Contrary to Sarah Palin's statement -- "Go back to what our founders and our founding documents meant" -- the U.S. Constitution does not mention God, the Bible, or the Ten Commandments.

-Burning of the Ursuline Convent (1833): A combination of anti-Catholic and anti-immigrant sentiment led a mob of self-described "Sons of the Tea Party" to torch a convent school in Charlestown, Massachusetts, not far from the recently dedicated Bunker Hill Monument.

-Philadelphia's Bible Riots: Over the course of a few weeks in May and July of 1844, dozens of people were killed, hundreds of houses burned, and churches destroyed in the anti-immigrant, anti-Catholic "Bible Riots." I recount this event and the Ursuline Convent burning in my new book A Nation Rising.

-"Church and Slave State": Abolitionism had its roots in Christianity. But so did American slavery, which cited biblical justifications for the "peculiar institution." In the 19th century, this divide led to splits within three Protestant denominations that divided North and South: the Baptists, Methodists and Presbyterians. (In 1995, the Southern Baptist Convention apologized for its racist past and support of slavery, 140 years after the split.)
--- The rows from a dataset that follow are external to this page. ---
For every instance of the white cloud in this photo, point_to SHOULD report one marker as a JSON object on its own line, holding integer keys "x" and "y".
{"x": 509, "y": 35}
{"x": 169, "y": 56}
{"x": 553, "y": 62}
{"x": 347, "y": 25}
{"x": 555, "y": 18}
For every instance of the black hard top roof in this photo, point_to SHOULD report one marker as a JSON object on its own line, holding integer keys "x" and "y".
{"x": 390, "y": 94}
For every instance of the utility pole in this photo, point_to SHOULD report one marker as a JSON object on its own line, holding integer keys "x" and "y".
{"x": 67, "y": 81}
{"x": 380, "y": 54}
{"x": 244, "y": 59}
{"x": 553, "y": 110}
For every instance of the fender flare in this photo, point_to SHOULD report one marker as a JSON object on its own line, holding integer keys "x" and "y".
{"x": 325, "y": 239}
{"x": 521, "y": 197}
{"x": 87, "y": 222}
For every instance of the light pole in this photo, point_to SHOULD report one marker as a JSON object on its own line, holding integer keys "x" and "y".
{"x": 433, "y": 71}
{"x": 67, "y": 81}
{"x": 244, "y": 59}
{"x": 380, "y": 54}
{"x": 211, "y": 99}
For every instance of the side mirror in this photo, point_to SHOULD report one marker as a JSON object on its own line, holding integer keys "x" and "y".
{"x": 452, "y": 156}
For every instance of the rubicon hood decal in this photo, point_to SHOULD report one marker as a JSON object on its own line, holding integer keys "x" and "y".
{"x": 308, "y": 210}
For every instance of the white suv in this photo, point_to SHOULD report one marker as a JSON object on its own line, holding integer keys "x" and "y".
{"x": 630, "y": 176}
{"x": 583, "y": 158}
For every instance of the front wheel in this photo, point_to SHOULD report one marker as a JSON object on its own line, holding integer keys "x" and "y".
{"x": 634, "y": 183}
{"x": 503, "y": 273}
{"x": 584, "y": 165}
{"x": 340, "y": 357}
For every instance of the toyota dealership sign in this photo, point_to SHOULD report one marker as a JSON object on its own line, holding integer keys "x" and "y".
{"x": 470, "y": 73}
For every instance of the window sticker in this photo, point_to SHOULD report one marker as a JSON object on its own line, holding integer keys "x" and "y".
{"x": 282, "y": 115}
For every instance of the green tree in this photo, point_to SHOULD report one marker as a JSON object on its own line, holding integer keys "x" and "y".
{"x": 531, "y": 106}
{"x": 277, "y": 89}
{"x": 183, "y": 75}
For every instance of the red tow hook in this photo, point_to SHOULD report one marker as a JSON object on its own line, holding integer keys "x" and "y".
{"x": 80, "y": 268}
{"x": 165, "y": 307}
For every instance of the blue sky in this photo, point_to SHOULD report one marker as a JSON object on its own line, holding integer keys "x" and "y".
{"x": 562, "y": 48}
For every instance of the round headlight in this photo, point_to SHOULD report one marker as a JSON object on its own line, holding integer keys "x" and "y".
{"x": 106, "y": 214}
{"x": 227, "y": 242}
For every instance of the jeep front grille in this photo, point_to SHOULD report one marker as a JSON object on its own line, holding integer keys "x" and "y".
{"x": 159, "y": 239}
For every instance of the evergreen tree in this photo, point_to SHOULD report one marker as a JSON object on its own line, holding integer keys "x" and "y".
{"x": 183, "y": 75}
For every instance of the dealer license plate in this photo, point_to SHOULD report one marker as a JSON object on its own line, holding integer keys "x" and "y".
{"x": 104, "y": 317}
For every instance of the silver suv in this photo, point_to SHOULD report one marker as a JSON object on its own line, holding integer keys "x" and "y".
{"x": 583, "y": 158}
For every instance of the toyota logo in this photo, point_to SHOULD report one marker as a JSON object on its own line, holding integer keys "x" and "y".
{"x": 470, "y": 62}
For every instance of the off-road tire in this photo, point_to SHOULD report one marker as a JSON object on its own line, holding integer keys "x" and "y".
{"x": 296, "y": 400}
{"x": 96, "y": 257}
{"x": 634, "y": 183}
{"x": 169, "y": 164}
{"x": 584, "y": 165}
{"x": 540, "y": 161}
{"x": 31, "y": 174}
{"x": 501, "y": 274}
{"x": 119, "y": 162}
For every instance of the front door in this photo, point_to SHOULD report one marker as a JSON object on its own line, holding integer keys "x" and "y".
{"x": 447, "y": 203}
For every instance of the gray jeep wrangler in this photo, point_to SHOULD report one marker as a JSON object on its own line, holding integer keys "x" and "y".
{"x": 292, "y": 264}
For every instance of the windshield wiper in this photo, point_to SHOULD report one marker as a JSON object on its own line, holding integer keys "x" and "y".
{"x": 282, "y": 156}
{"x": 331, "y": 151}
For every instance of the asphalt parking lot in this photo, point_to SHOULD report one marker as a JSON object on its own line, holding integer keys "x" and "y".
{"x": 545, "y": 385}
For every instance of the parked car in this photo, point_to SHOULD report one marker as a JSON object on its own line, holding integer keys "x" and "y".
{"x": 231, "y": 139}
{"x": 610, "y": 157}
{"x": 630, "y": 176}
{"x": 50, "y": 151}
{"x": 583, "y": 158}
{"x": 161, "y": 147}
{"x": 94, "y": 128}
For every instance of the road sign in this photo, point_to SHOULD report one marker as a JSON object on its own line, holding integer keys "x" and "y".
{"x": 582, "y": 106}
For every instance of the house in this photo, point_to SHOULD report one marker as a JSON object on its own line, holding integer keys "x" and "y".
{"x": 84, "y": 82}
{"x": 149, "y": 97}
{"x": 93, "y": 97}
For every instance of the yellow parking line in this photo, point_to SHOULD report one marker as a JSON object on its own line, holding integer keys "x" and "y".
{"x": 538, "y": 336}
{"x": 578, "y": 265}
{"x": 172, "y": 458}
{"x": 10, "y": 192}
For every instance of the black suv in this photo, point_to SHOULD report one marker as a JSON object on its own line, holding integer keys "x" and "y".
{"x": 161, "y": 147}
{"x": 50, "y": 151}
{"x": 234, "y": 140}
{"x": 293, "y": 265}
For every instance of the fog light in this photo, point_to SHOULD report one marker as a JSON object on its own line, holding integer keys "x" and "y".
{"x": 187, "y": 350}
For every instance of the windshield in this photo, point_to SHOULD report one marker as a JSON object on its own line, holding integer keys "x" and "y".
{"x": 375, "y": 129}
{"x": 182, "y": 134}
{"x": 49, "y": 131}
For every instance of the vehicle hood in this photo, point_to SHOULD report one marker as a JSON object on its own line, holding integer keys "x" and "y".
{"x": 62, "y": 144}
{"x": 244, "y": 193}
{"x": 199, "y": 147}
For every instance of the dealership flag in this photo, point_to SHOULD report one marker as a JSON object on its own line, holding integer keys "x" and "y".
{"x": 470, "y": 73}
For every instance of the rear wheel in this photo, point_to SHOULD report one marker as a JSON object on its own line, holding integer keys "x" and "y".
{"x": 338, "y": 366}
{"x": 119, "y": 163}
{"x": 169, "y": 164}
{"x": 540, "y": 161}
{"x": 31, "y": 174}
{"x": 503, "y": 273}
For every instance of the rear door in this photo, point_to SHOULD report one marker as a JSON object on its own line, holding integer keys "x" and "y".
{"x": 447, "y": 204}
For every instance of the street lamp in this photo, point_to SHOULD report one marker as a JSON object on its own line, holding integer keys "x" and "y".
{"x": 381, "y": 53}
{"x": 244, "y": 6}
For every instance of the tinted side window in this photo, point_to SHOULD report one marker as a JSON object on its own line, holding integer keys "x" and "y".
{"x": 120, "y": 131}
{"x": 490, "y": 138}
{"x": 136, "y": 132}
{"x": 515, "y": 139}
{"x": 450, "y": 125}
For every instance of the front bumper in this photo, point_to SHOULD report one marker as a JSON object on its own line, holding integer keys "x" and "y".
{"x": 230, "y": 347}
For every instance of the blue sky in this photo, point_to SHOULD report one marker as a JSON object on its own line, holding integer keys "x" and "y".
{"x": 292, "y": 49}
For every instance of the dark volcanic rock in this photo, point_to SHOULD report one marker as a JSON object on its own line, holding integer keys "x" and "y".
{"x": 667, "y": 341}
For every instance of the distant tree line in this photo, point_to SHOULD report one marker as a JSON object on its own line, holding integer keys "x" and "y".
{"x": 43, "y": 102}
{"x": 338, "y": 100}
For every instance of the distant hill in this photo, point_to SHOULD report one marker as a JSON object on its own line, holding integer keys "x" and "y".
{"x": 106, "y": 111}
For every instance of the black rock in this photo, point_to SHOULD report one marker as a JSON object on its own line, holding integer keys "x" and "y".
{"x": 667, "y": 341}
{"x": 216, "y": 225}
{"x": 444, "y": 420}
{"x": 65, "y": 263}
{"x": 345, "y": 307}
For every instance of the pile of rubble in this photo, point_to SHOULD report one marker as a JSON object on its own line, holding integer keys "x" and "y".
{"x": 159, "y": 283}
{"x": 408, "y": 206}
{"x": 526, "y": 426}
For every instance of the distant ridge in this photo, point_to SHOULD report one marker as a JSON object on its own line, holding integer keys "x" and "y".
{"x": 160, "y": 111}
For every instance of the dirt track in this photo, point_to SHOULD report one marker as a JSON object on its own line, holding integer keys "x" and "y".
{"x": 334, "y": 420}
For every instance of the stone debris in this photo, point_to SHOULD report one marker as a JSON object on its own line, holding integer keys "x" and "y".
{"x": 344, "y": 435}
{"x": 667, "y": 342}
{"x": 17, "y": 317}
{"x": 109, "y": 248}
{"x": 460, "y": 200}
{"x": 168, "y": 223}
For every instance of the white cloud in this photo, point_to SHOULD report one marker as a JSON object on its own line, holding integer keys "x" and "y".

Of course, this is a mere handful of the landmarks in this so-called "Christian Nation." We haven't even gotten to the Mormons and the violence that confronted them in the early 19th century.

And of course, it would be quite easy to list a great many nobler moments in American Christianity. But the point is that calling America a "Christian nation" is simply another myth -- history as "bedtime story" or wishful thinking. History and Christianity deserve the truth -- which after all, the Bible tells us, "will set you free."